2009年04月18日 | Weblog
 世界でも有名な「秋葉原」。「あきはばら」と読む。しかし「あきばはら」の読み方も出来る。だからか、東京新聞の「読者応答室」にどちらが正しいのか、との質問とその回答が載った。
 回答では地名の由来は火災を防ぐ御利益のある「秋葉神社」を祀った事に始まると正しい説明をしている。これは「あきば」神社である。従って、その周囲を地元の人々は「あきばがはら」「あきばっぱら」と呼んだ。これは東京の歴史の本には必ず出て来る話である。

 そしてこの地に鉄道の駅が出来た時、駅名を「あきはばら」としてしまった。鉄道の駅名と言う物は結構鉄道側の勝手が横行している場合がある。例えば同じく東京の西武鉄道の「江古田駅」。これは地元の人々は「えごた」と呼んでいる。私は長い事、江古田と関連のある暮らしをしていたから知っているが、誰一人として「えこだ」などと言う人は居なかった。しかし駅名は「えこだ」なのである。どちらが正しいのか。もちろん地元の「えごた」が正しい。
 これは「えごの木の田」の意味である。「えごのき」はかつては武蔵野の特有な木の一つであった。「えご」と言うのは果皮が有毒で喉を刺激し、「えぐい」のでその名があると言われている。物の名前とはそうして付くのだから納得が行く。
 これもまた、鉄道側が勝手に駅名を付けたのである。何でそんな馬鹿な事が出来るのか想像も付かないが、現実はそうなのだ。そして同じ事が「あきはぱら駅」なのである。
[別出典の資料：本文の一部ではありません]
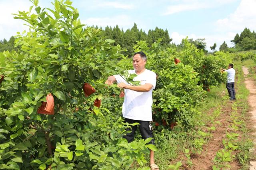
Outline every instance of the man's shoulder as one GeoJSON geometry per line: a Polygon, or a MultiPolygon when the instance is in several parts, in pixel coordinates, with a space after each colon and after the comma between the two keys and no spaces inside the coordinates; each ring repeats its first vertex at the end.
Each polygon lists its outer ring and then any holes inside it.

 「あきはぱら」はそれで定着しているから、今更、正しい「あきばはら」が通用するはずも無い。本項のタイトルを「面白い論理」としているのは、記事の締めくくりが次のようになっているからだ。
 「地名の由来のほか、秋葉原をアキバと略すことも定着していることから、今でも「あきばはら」と読む人も多いようです」

 でも、そんな事は無いだろう。地名の由来を知っている人など本当に少ないはずだし、由来を知っているからと言って、「あきばはら」になる道理が無い。由来を云々するなら、駅が出来た当時から「あきばはら」と言う人が大勢居て当然なのである。
 そして「秋葉原」を「アキバ」と略すから「あきばはら」と読む人も多い、と言うのである。でもそうした略称を口にするのは若者やお宅系の人に限られるのではないのか。我々はちゃんと「あきはばら」と言っている。すっかり慣れてしまっているし、テレビでもよく話題になるから耳からも「あきはばら」が入って来る。今更「あきばはら」などと言いにくくてどうにもならない。それに「あきはばら」の読み方は不自然だ、などと考える人は、多分、ほとんど居ないはずだ。我々はそんなに日本語にも漢字にも詳しい訳ではないのだ。
 略称で特に重要なのは、それが略称ではなく、独立した名称になってしまっている事である。これまた東京の事で申し訳ないが、と言うか私は他の地域の知識が無いので、「きちじょうじ」は「じょうじ」であり、「しもきたざわ」は「しもきた」である。そうそう、大阪では「どうとんぼり」は「とんぼり」だし、「うえほんまちろくちょうめ」は「うえろく」だ。
 これらは正式名称の一部を採っているが、だからと言って、「あきば」もまた正式名称の一部である、と認識しているはずが無いのである。「あきはばら」の略称として「あきは」ではどうにもならない。第一、力が入らない。「あきは」の「ばら」で「あきば」は決しておかしくない。それに、略称として「秋葉」なら「あきば」と読む方がずっとそれらしく聞こえるではないか。
 略称は略書。人々は単に長いから省略しているのではない。その方がかっこいいからである。
 すっと読むと、そのまま納得してしまいそうな記事だが、私はどうしても引っ掛かってしまう。論理がおかしいと。私は理屈っぽ過ぎるのだろうか。